Bentley CEO Wolfgang Durheimer has been boasting about Bentley’s plans to get into the luxury ute segment since first published exclusive details about the program last August.  When Durheimer took over the maker last year, the project took priority over previous plans to develop a slightly down-market version of the popular Bentley Continental line.  But the crossover-based ute will use many of the basic Continental underpinnings, anyway.

The ute will give Bentley a third model range and could mean a significant expansion in demand for a brand that peaked at about 10,000 units annually just before the global economic crash.  According to reports, Bentley is looking for the SUV to generate from 3,500 to 5,000 additional sales annually.

Bentley has tried to salve the concerns of environmentalists by boosting the overall fuel economy of its line-up by at least 20% over the next several years.  It recently added a new V-8 to the Continental range that is downright fuel efficient – at least when compared to the classic Bentley V-12.  And its latest powertrains are dual-fuel capable, albeit few Bentley buyers – or drivers of any brand, for that matter – have been filling up on E-85 ethanol.

The maker has suggested it would consider a hybrid option – clearly tapping into the expertise of its parent, Volkswagen AG.  But the idea of going plug-in hybrid is particularly intriguing.
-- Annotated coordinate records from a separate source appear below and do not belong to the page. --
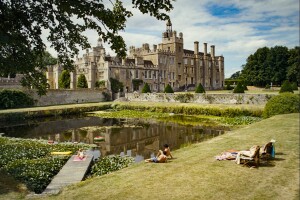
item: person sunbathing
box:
[77,149,85,160]
[145,150,167,163]
[156,144,173,159]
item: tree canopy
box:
[0,0,174,94]
[240,46,300,86]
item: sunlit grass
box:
[27,113,299,200]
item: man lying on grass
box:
[145,150,167,163]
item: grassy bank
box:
[0,102,264,121]
[21,113,299,200]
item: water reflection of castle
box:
[56,123,224,157]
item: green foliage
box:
[164,84,174,93]
[286,46,300,84]
[77,74,88,88]
[109,78,124,93]
[111,104,262,117]
[0,137,89,193]
[0,90,34,109]
[58,70,71,89]
[91,155,134,176]
[4,157,67,194]
[263,93,300,118]
[95,81,105,88]
[225,83,234,90]
[132,79,143,91]
[0,0,173,95]
[233,82,245,93]
[230,71,241,79]
[195,83,205,93]
[240,46,300,86]
[142,83,151,93]
[174,93,195,103]
[279,80,294,93]
[291,82,298,90]
[265,84,271,89]
[218,116,261,126]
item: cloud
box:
[43,0,299,77]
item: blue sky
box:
[45,0,299,77]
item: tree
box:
[233,82,245,93]
[142,83,151,93]
[0,0,174,94]
[58,70,71,89]
[195,83,205,93]
[286,46,300,84]
[164,84,174,93]
[77,74,88,88]
[230,71,241,79]
[240,46,300,86]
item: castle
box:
[47,20,224,92]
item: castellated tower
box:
[49,20,224,92]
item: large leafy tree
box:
[286,46,300,84]
[240,46,299,86]
[0,0,174,94]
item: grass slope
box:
[43,114,299,200]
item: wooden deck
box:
[42,154,93,195]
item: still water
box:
[0,116,228,162]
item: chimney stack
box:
[194,41,199,55]
[210,45,215,57]
[203,43,207,56]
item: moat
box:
[0,116,228,162]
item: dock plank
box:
[42,154,93,195]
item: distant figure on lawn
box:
[145,150,167,163]
[77,149,85,160]
[156,144,173,159]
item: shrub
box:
[279,80,294,93]
[95,81,105,88]
[233,82,245,93]
[164,84,174,93]
[195,83,205,93]
[58,70,71,89]
[0,90,34,109]
[77,74,88,88]
[291,82,298,90]
[109,78,124,93]
[174,93,194,103]
[225,84,233,90]
[142,83,151,93]
[91,155,134,176]
[263,93,300,118]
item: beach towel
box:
[73,156,87,161]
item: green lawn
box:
[21,113,299,200]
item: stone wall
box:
[125,92,274,105]
[31,89,105,106]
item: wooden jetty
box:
[42,154,93,195]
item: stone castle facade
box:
[47,21,224,92]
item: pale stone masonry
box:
[47,21,224,92]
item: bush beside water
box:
[263,93,300,118]
[0,137,89,193]
[112,104,263,117]
[0,90,34,109]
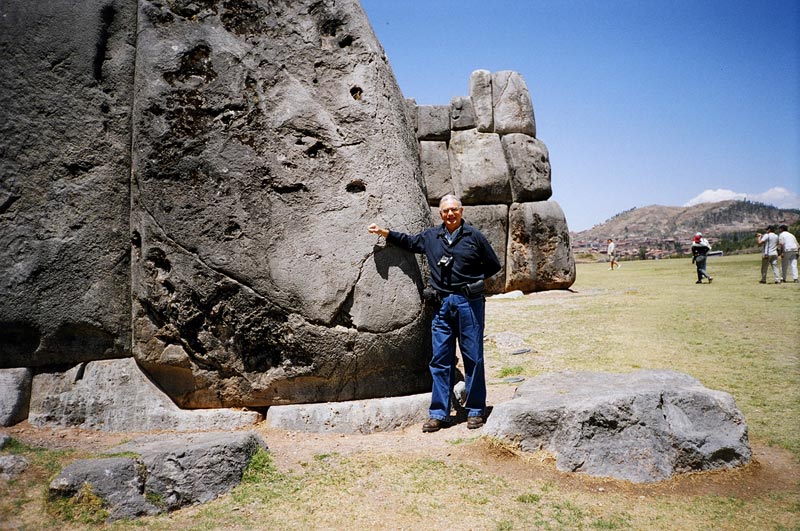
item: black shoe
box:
[422,418,447,433]
[467,416,483,430]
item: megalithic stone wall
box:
[0,0,136,368]
[407,70,575,293]
[0,0,438,414]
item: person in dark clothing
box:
[692,232,714,284]
[368,195,501,432]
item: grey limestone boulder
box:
[49,457,162,520]
[501,133,553,203]
[131,0,432,408]
[28,358,261,432]
[417,105,450,140]
[492,70,536,137]
[419,140,454,204]
[0,0,137,367]
[49,432,266,520]
[0,455,30,481]
[469,70,494,133]
[464,205,508,294]
[115,431,267,510]
[0,369,33,426]
[505,201,575,292]
[266,393,431,434]
[449,129,511,205]
[484,370,752,482]
[450,96,478,131]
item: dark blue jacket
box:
[386,220,501,293]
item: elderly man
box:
[368,195,500,433]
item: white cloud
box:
[683,186,800,208]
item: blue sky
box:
[362,0,800,231]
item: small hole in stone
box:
[345,180,367,194]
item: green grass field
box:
[6,255,800,531]
[487,255,800,458]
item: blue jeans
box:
[430,295,486,420]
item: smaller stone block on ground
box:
[50,432,266,520]
[267,393,431,434]
[484,370,752,483]
[0,368,33,426]
[28,358,261,432]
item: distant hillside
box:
[570,201,800,258]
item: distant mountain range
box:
[570,200,800,256]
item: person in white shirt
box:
[778,225,797,282]
[756,225,781,284]
[606,238,619,271]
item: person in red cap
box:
[692,232,714,284]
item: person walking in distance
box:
[606,238,619,271]
[367,195,501,433]
[692,232,714,284]
[756,225,781,284]
[778,225,797,282]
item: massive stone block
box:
[417,105,450,140]
[450,96,477,131]
[492,70,536,137]
[505,201,575,292]
[464,205,508,294]
[419,140,454,204]
[484,370,752,482]
[131,0,432,407]
[469,70,494,133]
[449,129,511,205]
[501,133,553,203]
[0,0,136,367]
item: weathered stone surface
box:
[131,0,434,407]
[501,133,553,203]
[417,105,450,140]
[406,98,417,134]
[0,369,33,426]
[492,70,536,137]
[464,205,508,294]
[419,140,454,204]
[116,431,267,511]
[450,96,478,131]
[267,393,431,434]
[50,432,266,520]
[49,457,162,521]
[0,0,136,368]
[449,129,511,205]
[28,358,261,432]
[469,70,494,133]
[0,455,29,481]
[505,201,575,292]
[484,370,752,482]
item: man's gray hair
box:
[439,194,463,210]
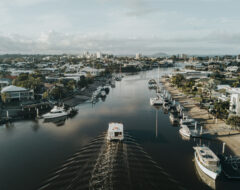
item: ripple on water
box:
[39,133,184,190]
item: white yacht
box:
[179,125,191,138]
[42,106,68,119]
[193,146,221,180]
[107,123,124,141]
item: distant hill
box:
[148,52,168,57]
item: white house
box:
[1,85,34,102]
[228,88,240,115]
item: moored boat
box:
[107,123,124,141]
[193,146,221,180]
[42,106,68,119]
[150,96,163,106]
[169,113,179,124]
[179,125,191,138]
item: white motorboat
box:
[107,123,124,141]
[169,113,179,124]
[42,106,68,119]
[179,125,191,138]
[111,80,116,88]
[100,90,107,97]
[193,146,222,180]
[150,96,163,106]
[148,79,157,84]
[180,116,196,127]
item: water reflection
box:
[44,116,67,127]
[39,133,186,190]
[0,69,239,190]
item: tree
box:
[1,92,9,103]
[227,116,240,127]
[172,74,185,88]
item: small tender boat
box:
[148,79,157,84]
[193,146,221,180]
[169,113,179,124]
[42,106,68,119]
[179,125,191,138]
[107,123,124,141]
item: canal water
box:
[0,68,240,190]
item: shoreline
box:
[0,78,109,126]
[161,78,240,156]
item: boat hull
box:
[150,99,163,106]
[179,128,191,138]
[42,113,68,119]
[194,154,216,189]
[194,152,220,180]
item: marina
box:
[0,68,239,190]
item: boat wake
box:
[39,133,184,190]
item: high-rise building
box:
[236,54,240,62]
[96,52,102,59]
[136,53,142,59]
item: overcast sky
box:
[0,0,240,54]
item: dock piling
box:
[222,142,226,154]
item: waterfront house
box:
[226,66,239,73]
[0,78,11,88]
[170,70,212,79]
[1,85,34,102]
[228,88,240,115]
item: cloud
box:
[0,31,240,54]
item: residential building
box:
[1,85,34,102]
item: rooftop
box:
[1,85,27,93]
Specifics likely won’t be released until Geneva, so it’s not clear what the battery portion of the drivetrain will be mated to but it’s unlikely the maker would migrate to something smaller than a V-8, at least not if there’s serious production intent.

While skeptics might dismiss the idea of a Bentley plug-in as a pure PR stunt, Durheimer previously indicated battery power does offer some advantages to the brand.  Like the rest of the industry, Bentley has to deal with not only increasing mileage standards but limits being placed on the use of conventional, gas-powered automobiles.  London, for example, taxes vehicles entering the central city, while other cities are considering outright bans.

The British capital waves the fee for vehicles running on battery power, however, and places like Paris have suggested battery-powered vehicles would get a pass, as well.  So, for luxury buyers, being able to switch to electric propulsion would have a practical purpose – even if they weren’t worrying about the price of petrol.